Any asset that is sold and produces a capital gain is taxable by the IRS. This includes any business inside and outside the United States where capital gains are realized. Therefore, if you sell a yacht in Italy for a higher price than the original purchase price as an American expat, you will get a capital gain.

Most importantly, capital gains must be claimed when applying for U.S. income tax! The United States taxes any excess value from 0% to 20%, depending on your filing status.

Additionally, if you own an equity stake in a passive foreign investment company, you may be subject to a higher tax rate on those gains. As we said in the previous paragraph, this also applies to capital gains on global investments and assets. This includes whether what you sold is also subject to other (foreign) capital gains tax.


Short and long term gains

Did you know that there are short and long-term capital gains? 

Short-term gains occur when you own an asset (like shares in a company) for a year or less before it is sold. They will be taxed according to your tax limit.

Long-term gains are the opposite: you've owned your asset for over a year. Your long-term tax rates are probably between 0% and 20%, depending on your taxable income. In general, these tax rates will be lower than those for short-term capital gains.


Foreign Property

However, if you own foreign property in the U.S., you may or may not be required to pay capital gains tax.

In other words, any capital gain on the sale of qualifying homes greater than $250,000 is taxable in the United States. All of the following are exempt from capital gains tax. If you have lived in the U.K. for the past five years and sell a property that you own for $270,000 (when the original purchase price was $250,000), you will have a capital gain of $20,000, and you will not have to pay taxes in the United States. However, you might need to pay taxes to the U.K. (it depends on their laws).

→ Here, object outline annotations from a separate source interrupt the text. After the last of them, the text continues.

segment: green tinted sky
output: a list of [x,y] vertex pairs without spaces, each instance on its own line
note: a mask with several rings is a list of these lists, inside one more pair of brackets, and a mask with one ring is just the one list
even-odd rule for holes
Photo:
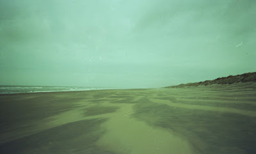
[[0,84],[161,87],[255,72],[255,17],[252,0],[2,0]]

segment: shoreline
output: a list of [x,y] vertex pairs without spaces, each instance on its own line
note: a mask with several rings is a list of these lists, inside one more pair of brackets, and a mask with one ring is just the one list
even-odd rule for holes
[[254,152],[255,85],[0,95],[0,151]]

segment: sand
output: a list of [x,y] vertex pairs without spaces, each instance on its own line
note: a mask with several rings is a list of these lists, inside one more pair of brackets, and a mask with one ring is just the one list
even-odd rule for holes
[[256,84],[0,95],[0,153],[255,153]]

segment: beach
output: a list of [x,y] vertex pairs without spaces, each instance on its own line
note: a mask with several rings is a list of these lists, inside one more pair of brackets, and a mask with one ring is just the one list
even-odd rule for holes
[[255,153],[256,84],[0,95],[1,153]]

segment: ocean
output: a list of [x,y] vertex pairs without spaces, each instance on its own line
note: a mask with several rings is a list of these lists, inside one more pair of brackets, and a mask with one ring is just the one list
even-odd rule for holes
[[0,94],[113,89],[106,87],[0,86]]

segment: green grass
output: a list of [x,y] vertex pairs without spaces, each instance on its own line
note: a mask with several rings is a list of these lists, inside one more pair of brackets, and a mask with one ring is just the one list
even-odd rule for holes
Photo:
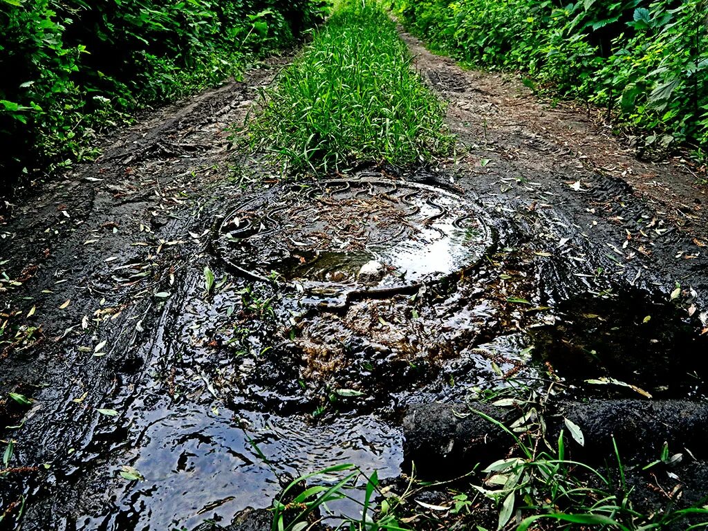
[[286,171],[325,173],[362,162],[398,166],[449,152],[445,105],[411,67],[395,23],[377,5],[345,1],[250,124],[256,149]]

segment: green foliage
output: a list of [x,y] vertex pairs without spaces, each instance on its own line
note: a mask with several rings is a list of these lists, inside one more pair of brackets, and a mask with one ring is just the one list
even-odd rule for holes
[[[372,3],[370,2],[370,4]],[[445,152],[445,108],[410,67],[375,4],[344,2],[264,93],[253,142],[287,170],[326,173],[365,161],[406,165]]]
[[705,0],[396,0],[442,52],[605,105],[648,145],[708,145]]
[[237,74],[246,54],[291,42],[321,20],[325,6],[0,0],[0,141],[9,155],[0,158],[0,171],[90,154],[96,130],[139,105]]

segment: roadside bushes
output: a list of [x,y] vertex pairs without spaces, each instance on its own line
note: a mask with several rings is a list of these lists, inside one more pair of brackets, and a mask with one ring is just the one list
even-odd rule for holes
[[375,2],[362,4],[340,3],[249,124],[254,146],[290,172],[403,166],[452,146],[444,104],[411,68],[395,23]]
[[[641,147],[708,147],[706,0],[396,0],[405,23],[478,67],[607,108]],[[531,80],[533,80],[532,81]]]
[[122,113],[237,74],[244,55],[290,43],[326,4],[0,0],[2,184],[82,158]]

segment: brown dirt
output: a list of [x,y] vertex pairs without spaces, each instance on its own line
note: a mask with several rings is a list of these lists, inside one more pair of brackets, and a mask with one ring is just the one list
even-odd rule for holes
[[[457,184],[537,230],[544,225],[556,242],[574,226],[593,244],[589,254],[609,255],[598,265],[633,284],[668,293],[678,281],[705,297],[708,187],[685,161],[639,160],[576,105],[544,101],[515,75],[464,69],[401,36],[450,102],[447,123],[467,149],[448,165]],[[652,278],[643,282],[645,273]]]
[[[447,186],[452,178],[470,200],[481,202],[494,218],[490,222],[504,247],[489,257],[476,276],[462,279],[465,287],[457,295],[443,294],[449,299],[438,307],[416,302],[440,309],[439,316],[428,312],[430,322],[437,320],[439,326],[426,333],[442,334],[444,341],[462,349],[491,341],[488,333],[496,336],[520,331],[535,319],[532,312],[540,310],[520,309],[525,307],[508,301],[510,297],[553,306],[555,300],[594,287],[587,278],[598,267],[612,282],[660,292],[663,303],[677,280],[685,288],[680,302],[685,302],[685,309],[705,303],[708,264],[701,246],[708,229],[701,207],[706,190],[694,185],[689,169],[675,162],[637,161],[571,108],[552,108],[511,76],[465,71],[429,53],[412,37],[405,39],[416,55],[417,67],[450,102],[448,122],[467,147],[431,175]],[[33,337],[25,333],[18,338],[13,348],[0,350],[2,396],[15,392],[35,400],[28,407],[11,401],[0,404],[0,418],[6,421],[0,426],[25,421],[21,429],[3,430],[1,438],[17,441],[10,460],[13,469],[30,468],[23,469],[27,474],[3,478],[8,488],[0,489],[0,506],[12,510],[20,506],[22,496],[28,496],[23,529],[140,528],[151,511],[161,518],[163,506],[165,511],[173,509],[178,519],[194,508],[211,508],[214,484],[205,476],[193,477],[206,481],[207,487],[190,484],[183,493],[194,496],[189,502],[194,506],[173,508],[169,496],[151,498],[139,489],[152,487],[118,475],[121,466],[149,453],[145,434],[151,433],[151,415],[156,416],[158,410],[180,413],[180,407],[193,406],[201,414],[212,411],[217,401],[234,417],[257,411],[274,412],[275,418],[287,399],[294,411],[305,411],[302,404],[309,399],[302,399],[298,382],[302,360],[295,359],[299,352],[294,360],[283,355],[279,347],[287,341],[273,324],[282,316],[268,316],[268,303],[275,294],[267,289],[248,291],[243,279],[216,270],[219,265],[208,252],[215,219],[244,197],[241,187],[229,180],[234,152],[226,130],[244,120],[258,88],[270,82],[286,60],[251,72],[243,83],[228,83],[147,113],[106,141],[99,159],[17,198],[18,206],[3,219],[0,256],[7,261],[1,265],[6,276],[0,280],[0,325],[8,321],[25,326],[25,332],[27,327],[40,329]],[[578,182],[576,190],[573,185]],[[207,264],[217,279],[223,274],[225,282],[212,298],[203,294],[202,270]],[[695,288],[695,296],[689,287]],[[408,304],[407,299],[395,299],[388,311],[402,314],[397,307]],[[470,318],[458,338],[471,304],[477,305],[479,316]],[[421,309],[424,318],[425,308]],[[358,309],[362,315],[355,314]],[[677,312],[685,315],[684,309]],[[697,316],[701,309],[695,310]],[[370,334],[377,321],[384,328],[394,322],[388,316],[385,322],[372,321],[367,314],[370,311],[363,302],[353,308],[347,334]],[[285,321],[290,316],[287,314]],[[549,322],[553,319],[551,315]],[[324,315],[321,320],[326,319]],[[246,346],[258,355],[234,354],[229,350],[238,333],[234,321],[247,329],[259,320],[266,324],[246,329],[241,341],[250,342]],[[316,331],[311,334],[317,343],[315,350],[327,343],[327,338],[319,341]],[[395,346],[401,338],[382,341]],[[411,342],[408,337],[403,341]],[[267,355],[266,347],[271,349]],[[357,352],[363,353],[362,362],[368,360],[369,353]],[[518,368],[493,358],[496,350],[488,353],[489,360],[461,360],[455,381],[479,367],[486,370],[495,360],[505,371]],[[385,349],[374,355],[381,358],[382,368],[370,370],[387,386],[386,392],[389,387],[402,389],[401,397],[390,401],[392,411],[407,399],[404,392],[411,386],[406,382],[435,380],[436,389],[418,399],[457,392],[447,380],[435,379],[437,369],[392,365]],[[358,383],[355,378],[362,378],[362,371],[355,368],[352,387]],[[404,370],[411,372],[405,381]],[[262,377],[261,387],[248,380],[249,371]],[[284,396],[284,387],[292,396]],[[375,407],[383,403],[377,397],[375,401]],[[99,409],[118,414],[107,417]],[[206,413],[204,418],[202,432],[212,424],[222,426]],[[360,423],[362,418],[354,422]],[[180,419],[178,432],[181,417],[176,418]],[[310,420],[308,416],[304,422]],[[285,423],[293,422],[288,418]],[[224,428],[236,441],[229,439],[234,447],[239,426],[234,422]],[[160,432],[156,433],[157,439]],[[312,433],[318,440],[333,438]],[[201,432],[199,436],[199,448],[193,450],[198,456],[185,453],[186,459],[198,457],[210,466],[232,450],[224,451],[225,447],[214,442],[216,436]],[[239,451],[248,454],[249,447]],[[173,473],[170,477],[174,479],[182,472],[170,468],[176,466],[173,457],[158,462],[159,479],[146,484],[154,484],[156,491],[165,484],[163,472]],[[223,467],[227,472],[222,477],[234,481],[227,487],[238,492],[251,488],[249,495],[259,491],[261,476],[244,485],[239,483],[245,481],[242,476],[231,474],[230,462],[224,461]],[[152,503],[149,510],[141,506],[145,503]],[[174,498],[171,503],[181,505]],[[230,518],[231,509],[224,510]]]

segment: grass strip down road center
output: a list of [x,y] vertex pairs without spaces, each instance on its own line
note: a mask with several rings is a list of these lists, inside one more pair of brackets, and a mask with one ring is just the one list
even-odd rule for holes
[[448,152],[445,104],[411,60],[377,4],[342,2],[264,91],[263,112],[249,125],[253,147],[296,174],[362,162],[403,166]]

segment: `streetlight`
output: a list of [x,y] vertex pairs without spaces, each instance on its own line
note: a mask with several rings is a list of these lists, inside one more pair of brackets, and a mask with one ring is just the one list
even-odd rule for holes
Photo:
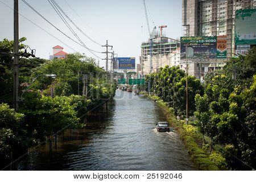
[[46,74],[44,75],[38,75],[36,76],[36,78],[35,78],[33,81],[32,81],[31,83],[27,87],[27,88],[22,92],[22,94],[20,96],[20,98],[19,99],[20,100],[22,100],[22,96],[23,95],[24,93],[27,91],[28,88],[30,87],[30,86],[33,84],[33,83],[35,81],[35,80],[39,77],[52,77],[52,78],[55,79],[57,77],[57,75],[55,74]]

Qualifying home sales can be made inside and outside the United States but must meet the following requirements:

In general, to be eligible for the Section 121 exclusion, you must complete the ownership test and the use test. You are eligible for the exclusion if you have previously owned your home and used it as your primary residence for at least two of the five years before the sale date. Ownership and use tests can be performed for more than two years. However, both tests must be passed within the five years ending on the date of sale.


IRS - Exclusion qualification

If you file a joint return with your spouse on capital gains from a qualifying home sale, the exemption from the limit increases to $500,000.


Reporting Capital Gains

Reporting your capital gains on Form 8949, Schedule D, and transferring them all to Form 1040 is the best option. Form 1040 is the annual U.S. income tax return that all Americans overseas must complete or have a professional do for them.

But what about reporting a loss of property? These will first be used to offset or balance your capital gains. But this should be offset by short-term losses with short-term gains and long-term losses with long-term gains. Once you have incurred the net loss, you can deduct it against the other type of profit.

For example: If you have a short-term loss of $5,000 and a short-term gain of $1,000, the short-term loss ($5,000) can be deducted from your long-term net gain (if applicable). But if a net capital loss for the year is larger, you can deduct up to $3,000 of the loss against other forms of income. Those who are married and filing separately can deduct their detention losses up to $1,500.


Paying capital gains tax in another country

Americans overseas who must also pay capital gains tax in a foreign country can claim the IRS tax credit when filing the U.S. tax return. Therefore, you can claim a tax credit of $1 for every dollar of tax you paid in another country. This prevents expatriates from America from paying double the capital gains tax.